Here’s a screenshot from the Waitrose product page for Tyrells crisps. The product information box – as with all the products they sell – contains the copy scraped from the back of the packet. No doubt when this was rendered on the packet in a retro artisinal font, the brand manager signed it off without hesitation. Rendered into an interminable string of stereotype-mining, cod-British cliches, the message is fatally undercut. Try reading this without gnawing your own fist:
A smoky seaside special to warm the cockles. Gluten free – just in case you were wondering. Nothing artificial – MSG no thank you. Vegan friendly – free from animals. Beach barbecue seasoned potato crisps. Windbreaks at the ready! Here’s a suitably smoky tribute to the jolly optimism of the English seaside barbecue. Chin up chaps, it might not rain. And if you like these keep your eyes peeled for our magnificent vegetable crisps. Just a few quick potato-shaped words to kick things off. We’re Tyrrells of Tyrells Court Farm and we make fine English crisps from local Herefordshire potatoes. We cook them by hand in small batches and we always leave the jackets on. We reckon they’re rather special – dig in and let us know what you think. Coin Us a Caption! Now, we don’t know about you, but when we see an eccentric old photograph – like the one on the front of this bag – we can’t help but dream up a silly caption. If you’re the same, don’t suffer in silence, unleash your wit at www.tyrrellscrisps.com/caption. After 15 years the spark still hadn’t died for Vera and Dobbin. The Tyrrells Alternative Five-A-Day. Steamed broccoli, herbal tea, sit-ups: nothing terribly wrong with any of those (in moderation). But there is such a thing as taking it too far, you know. Which is why we came up with our own lifestyle guide, an alternative five-a-day. It’s simple list of things to keep your spirits up. Well it works for us! A pot of potato salad in the rain. A flask of hot tea. A game of beach cricket. A good dollop of barbecue relish. A pack of proper English crisps
The cloying chumminess of the copy is only surpassed by the looming inevitability of the caption competition. Yes, they want to be your friend, but they’d rather you did it in a way that moved the needle on their engagement metrics please.
And here’s an email from Naked Wines, who I just signed up with. I used the standard £20-off sweetener everyone gets, so I could hardly be described as a loyal, valuable, or ‘best’ customer. But no, somewhere in the filtering rules of their CRM software, a flag has been set. It even says so in the footer.
We’re sending you this e–mail because you are one of our best customers.
It doesn’t matter how interesting the content might be, this little algorithmic glitch has planted the seed of inauthenticity in my mind. They’re trying to make me feel special (“you’re part of a select group with exclusive priority access”, “you’ve earned it”, etc.) in order to sell me something. Now everything I read from Naked is tainted with that impression.

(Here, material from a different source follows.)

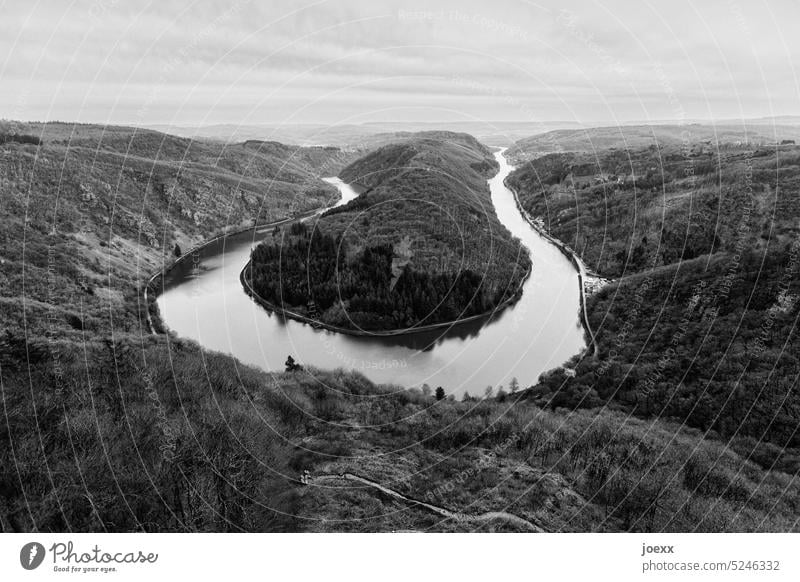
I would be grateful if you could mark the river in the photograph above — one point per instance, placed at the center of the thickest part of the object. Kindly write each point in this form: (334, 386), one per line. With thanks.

The rules have changed. Last week, P&G announced it was cutting 100 brands from its portfolio. The old rule for FMCG brands was: Dominate the supermarket shelf. For a company like P&G, a strategy that worked was to saturate very category with their own brands, strike favourable shelf space deals with supermarkets, and build recognition with mass-market advertising. That doesn’t work anymore. You can’t own the shelf on Amazon or Google, it’s infinitely large.

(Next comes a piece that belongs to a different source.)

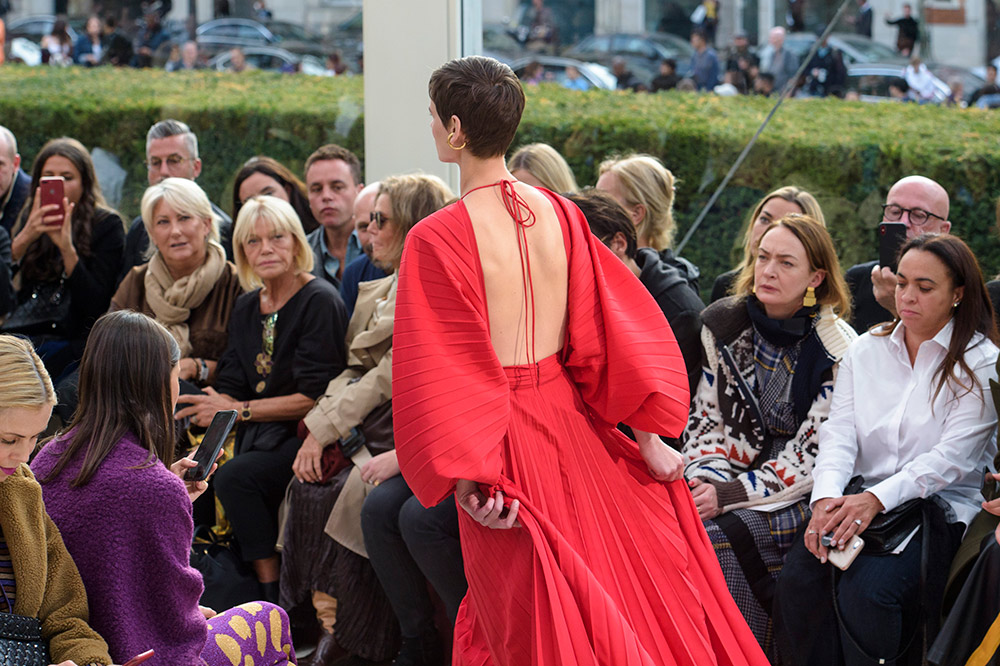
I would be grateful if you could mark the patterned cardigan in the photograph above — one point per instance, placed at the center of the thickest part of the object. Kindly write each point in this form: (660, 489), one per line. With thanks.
(722, 444)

Following Lafley’s return to the helm in 2013, P&G are responding by refocusing on the very big and the emerging brands, and cutting out the unprofitable middle. Lafley has considerable reputation as an innovator – someone who can see when the rules have changed, and has the power to alter the course of an entire company. Not every organisaton or brand has someone like that who can see and respond to changing conditions. But we all contribute to decisions about how our products and services are packaged and communicated to consumers, fans, and collaborators. So let’s treat people with respect, speak authentically, and consider what that means when messages are filtered, personalised, re-rendered and re-published by the technologies that mediate our relationships.